LEALTAD İLE ANLAŞTIK
Açıkçası takım seçimi biraz rastgele oldu. Aslında yine Gimnastic düşünüyordum ama bir üst lige çıktıkları için almak istemedim. Takım geçmişlerine baktım ve daha önce lig çıkma başarısı göstermemiş bir takım aradım, ve o takım da Lealtad oldu.
Hedef şampiyonluk ve üst lige çıkmak değildi. 3. Ligin orta sıralara oynayan bir takımıydı. Oyunu kurarken transfer bütçesine izin vermedim.
Bütçe olmadığı için sadece gereksiz oyuncuları bedelsiz verdik, veremediklerimizi de kiralık gönderdik. Kadroda fazla kalabalığı ben sevmiyorum. Maksimum 22 civarında tutuyorum, benim için yeterli oluyor.
Öncelikle şunu belirteyim, amacım altyapıdan oyuncu çıkarmak, çıkardığım yetenekli oyuncudan para kazanmak, tesislere yatırım yapmak olacaktı. Ancak tahmin edersiniz ki tesisler rezil derecedeydi. Haliyle ilk yıllarda ekmeğini yiyemedik tesislerimizin.
İlk sene yani 2017-18 sezonunun sonunda büyük bir sürpriz yaparak ligi şampiyon olarak bitirdik, Playoff lara gerek kalmadan bir üst lige yükseldik. Aslına bakarsanız hemen çıkmak istemiyordum. Kadroyu gelecek vaadeden oyunculardan kurup kemikleştirmekti amacım ama beklenmeyen bir istikrar ve başarı geldi. Her neyse, oyuncularımızı kutladık ve yolumuza devam ettik.
Barcelona ile kardeş kulüp sözleşmesi imzaladık. Bunun ekmeğini de çok yedik diyebilirim. Altyapısından çıkan mevcut yeteceği yüksek bir hayli oyuncu kiraladık.
İkinci ligden kesinlikle La Liga'ya çabuk çıkmak istemiyordum. En azından 2-3 sene kalıp yeni çıkacak ergenlerle yaş ortalaması 19-20 olan bir takım yaratmak istiyordum. Tahmin edersiniz ki böyle yetenekli oyuncuları bulmak, bulduğunu da takımda tutmak (hele hele alt liglerde) çok zor oluyor. Oyuncular biraz kendini gösterdiğinde takımı hiç düşünmeden gitmek istiyor.
Tahmin ettiğim gibi 2. Ligde 3 yıl kaldım. İlk yılımda 17. ikinci yılımda 8. üçüncü yılımda ise şampiyon olarak La Liga'ya tarihimizde ilk kez yükselme başarısı gösterdik.
Kadromuz tabi ki 2021-22 sezonu için hazır değildi.

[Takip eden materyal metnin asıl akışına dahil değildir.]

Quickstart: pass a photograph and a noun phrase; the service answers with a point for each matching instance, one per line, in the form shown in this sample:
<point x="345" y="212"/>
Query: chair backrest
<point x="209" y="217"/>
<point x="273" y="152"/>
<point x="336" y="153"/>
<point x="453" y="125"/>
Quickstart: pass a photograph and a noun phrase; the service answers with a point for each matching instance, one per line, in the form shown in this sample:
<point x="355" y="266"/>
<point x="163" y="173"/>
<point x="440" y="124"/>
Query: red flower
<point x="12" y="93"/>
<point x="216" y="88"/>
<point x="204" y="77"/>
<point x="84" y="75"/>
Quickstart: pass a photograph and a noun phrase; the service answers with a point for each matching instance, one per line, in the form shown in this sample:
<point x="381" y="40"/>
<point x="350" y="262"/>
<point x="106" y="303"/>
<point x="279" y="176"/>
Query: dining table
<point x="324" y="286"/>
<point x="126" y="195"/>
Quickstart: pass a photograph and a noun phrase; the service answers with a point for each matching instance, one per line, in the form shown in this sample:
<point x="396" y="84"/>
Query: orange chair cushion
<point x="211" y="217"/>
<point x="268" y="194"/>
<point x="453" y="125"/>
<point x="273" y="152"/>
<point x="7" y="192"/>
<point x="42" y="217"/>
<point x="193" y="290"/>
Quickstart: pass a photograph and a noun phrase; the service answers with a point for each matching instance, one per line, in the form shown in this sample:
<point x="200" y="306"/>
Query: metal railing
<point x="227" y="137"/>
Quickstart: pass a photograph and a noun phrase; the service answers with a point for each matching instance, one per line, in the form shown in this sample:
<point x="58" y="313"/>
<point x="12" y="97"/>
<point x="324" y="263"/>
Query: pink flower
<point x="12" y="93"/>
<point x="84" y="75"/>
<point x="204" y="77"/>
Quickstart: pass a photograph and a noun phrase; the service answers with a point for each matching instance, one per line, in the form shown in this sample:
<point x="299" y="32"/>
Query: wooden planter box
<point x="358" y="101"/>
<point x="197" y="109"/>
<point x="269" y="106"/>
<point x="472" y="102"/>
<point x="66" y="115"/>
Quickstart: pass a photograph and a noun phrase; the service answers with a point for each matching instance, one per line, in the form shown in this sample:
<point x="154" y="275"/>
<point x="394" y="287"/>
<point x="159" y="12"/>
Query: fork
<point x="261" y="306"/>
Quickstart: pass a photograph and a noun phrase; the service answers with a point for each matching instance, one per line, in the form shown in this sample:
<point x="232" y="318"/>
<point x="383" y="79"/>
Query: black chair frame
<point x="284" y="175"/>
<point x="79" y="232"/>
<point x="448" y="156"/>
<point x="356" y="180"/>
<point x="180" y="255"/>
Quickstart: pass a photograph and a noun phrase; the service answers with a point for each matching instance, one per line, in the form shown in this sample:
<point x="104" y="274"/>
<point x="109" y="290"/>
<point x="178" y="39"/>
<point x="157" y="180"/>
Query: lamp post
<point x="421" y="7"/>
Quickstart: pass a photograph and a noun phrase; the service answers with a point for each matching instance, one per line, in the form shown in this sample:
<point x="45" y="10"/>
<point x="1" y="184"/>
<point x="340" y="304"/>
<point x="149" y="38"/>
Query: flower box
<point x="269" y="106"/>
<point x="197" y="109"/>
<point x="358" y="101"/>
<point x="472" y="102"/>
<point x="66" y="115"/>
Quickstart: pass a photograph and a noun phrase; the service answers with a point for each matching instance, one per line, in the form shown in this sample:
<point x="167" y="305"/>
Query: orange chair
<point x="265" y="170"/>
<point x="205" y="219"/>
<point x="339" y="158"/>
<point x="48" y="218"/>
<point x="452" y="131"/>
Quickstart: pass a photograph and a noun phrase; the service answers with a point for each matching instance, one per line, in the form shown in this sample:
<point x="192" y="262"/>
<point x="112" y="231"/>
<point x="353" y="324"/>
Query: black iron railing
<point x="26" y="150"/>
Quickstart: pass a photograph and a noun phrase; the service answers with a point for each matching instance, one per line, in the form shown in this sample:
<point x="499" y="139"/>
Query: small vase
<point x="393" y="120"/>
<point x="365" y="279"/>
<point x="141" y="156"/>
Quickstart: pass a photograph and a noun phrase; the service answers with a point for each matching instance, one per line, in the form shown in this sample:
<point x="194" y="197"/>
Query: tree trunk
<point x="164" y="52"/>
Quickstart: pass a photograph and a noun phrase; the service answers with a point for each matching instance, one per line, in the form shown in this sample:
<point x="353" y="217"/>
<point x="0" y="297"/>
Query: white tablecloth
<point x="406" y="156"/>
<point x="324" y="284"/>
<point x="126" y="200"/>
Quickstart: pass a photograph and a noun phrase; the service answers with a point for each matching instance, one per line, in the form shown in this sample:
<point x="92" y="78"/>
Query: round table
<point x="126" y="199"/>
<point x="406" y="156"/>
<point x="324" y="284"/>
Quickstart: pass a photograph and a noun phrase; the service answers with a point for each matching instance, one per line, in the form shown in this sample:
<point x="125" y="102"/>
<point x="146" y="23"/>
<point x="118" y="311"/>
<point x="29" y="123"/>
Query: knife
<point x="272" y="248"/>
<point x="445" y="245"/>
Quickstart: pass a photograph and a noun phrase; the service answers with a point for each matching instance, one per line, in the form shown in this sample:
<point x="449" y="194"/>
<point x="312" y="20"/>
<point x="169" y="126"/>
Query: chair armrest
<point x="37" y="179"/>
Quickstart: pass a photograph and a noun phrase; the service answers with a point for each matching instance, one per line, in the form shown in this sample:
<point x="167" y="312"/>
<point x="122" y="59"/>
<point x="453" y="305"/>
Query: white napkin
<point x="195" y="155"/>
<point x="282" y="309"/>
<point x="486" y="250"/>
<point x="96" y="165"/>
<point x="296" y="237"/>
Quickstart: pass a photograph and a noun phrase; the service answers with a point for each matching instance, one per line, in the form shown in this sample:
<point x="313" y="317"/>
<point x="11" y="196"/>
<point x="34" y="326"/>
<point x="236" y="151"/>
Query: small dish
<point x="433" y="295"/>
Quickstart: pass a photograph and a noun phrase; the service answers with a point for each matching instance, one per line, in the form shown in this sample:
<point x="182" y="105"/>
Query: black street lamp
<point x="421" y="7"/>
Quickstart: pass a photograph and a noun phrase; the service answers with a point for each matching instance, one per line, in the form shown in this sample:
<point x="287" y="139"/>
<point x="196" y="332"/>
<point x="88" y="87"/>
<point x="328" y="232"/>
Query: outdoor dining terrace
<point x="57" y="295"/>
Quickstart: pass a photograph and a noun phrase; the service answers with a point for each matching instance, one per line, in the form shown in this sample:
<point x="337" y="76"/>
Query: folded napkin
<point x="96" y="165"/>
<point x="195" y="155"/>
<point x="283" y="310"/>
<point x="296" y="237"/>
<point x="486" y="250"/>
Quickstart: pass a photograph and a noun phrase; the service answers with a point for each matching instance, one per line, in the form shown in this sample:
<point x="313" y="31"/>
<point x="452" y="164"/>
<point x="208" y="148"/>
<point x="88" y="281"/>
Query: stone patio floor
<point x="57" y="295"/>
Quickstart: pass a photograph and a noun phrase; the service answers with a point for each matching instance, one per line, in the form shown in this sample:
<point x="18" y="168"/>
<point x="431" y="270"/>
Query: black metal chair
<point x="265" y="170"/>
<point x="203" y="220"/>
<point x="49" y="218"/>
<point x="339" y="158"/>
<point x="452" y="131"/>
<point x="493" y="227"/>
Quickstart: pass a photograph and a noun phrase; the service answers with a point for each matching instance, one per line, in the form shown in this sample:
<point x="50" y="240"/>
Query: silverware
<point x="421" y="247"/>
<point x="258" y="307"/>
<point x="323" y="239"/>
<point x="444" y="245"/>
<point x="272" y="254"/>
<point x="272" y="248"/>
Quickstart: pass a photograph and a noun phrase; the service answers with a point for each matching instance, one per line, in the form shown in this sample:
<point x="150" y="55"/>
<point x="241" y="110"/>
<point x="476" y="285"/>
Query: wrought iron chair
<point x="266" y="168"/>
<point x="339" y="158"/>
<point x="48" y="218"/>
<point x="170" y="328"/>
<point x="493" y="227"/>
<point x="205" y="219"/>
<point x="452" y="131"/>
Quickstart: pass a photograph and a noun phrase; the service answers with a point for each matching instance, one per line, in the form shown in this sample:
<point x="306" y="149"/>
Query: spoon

Küme düşmemek için elimizden geleni yapacaktık ve oyuncularımdan beklentim de buydu. Kimse bizden bir sürpriz bekleyemezdi.
İlk defa paraya kıydık, 6 milyon Euro gibi bir bonservis parasıyla kadromuzu hazır hale getirdik.
Yukarıda ki görselde kiralık olarak gönderilen oyuncuları görüyorsunuz. Hepsi gelecek vadettiğine inandığım pırıl pırıl çocuklardı. Şimdi yıllar sonra baktığımda "iyi ki inanmışım" ya da "bunun neyine güvenmişim" dediğim çok oyuncu var tabi ki.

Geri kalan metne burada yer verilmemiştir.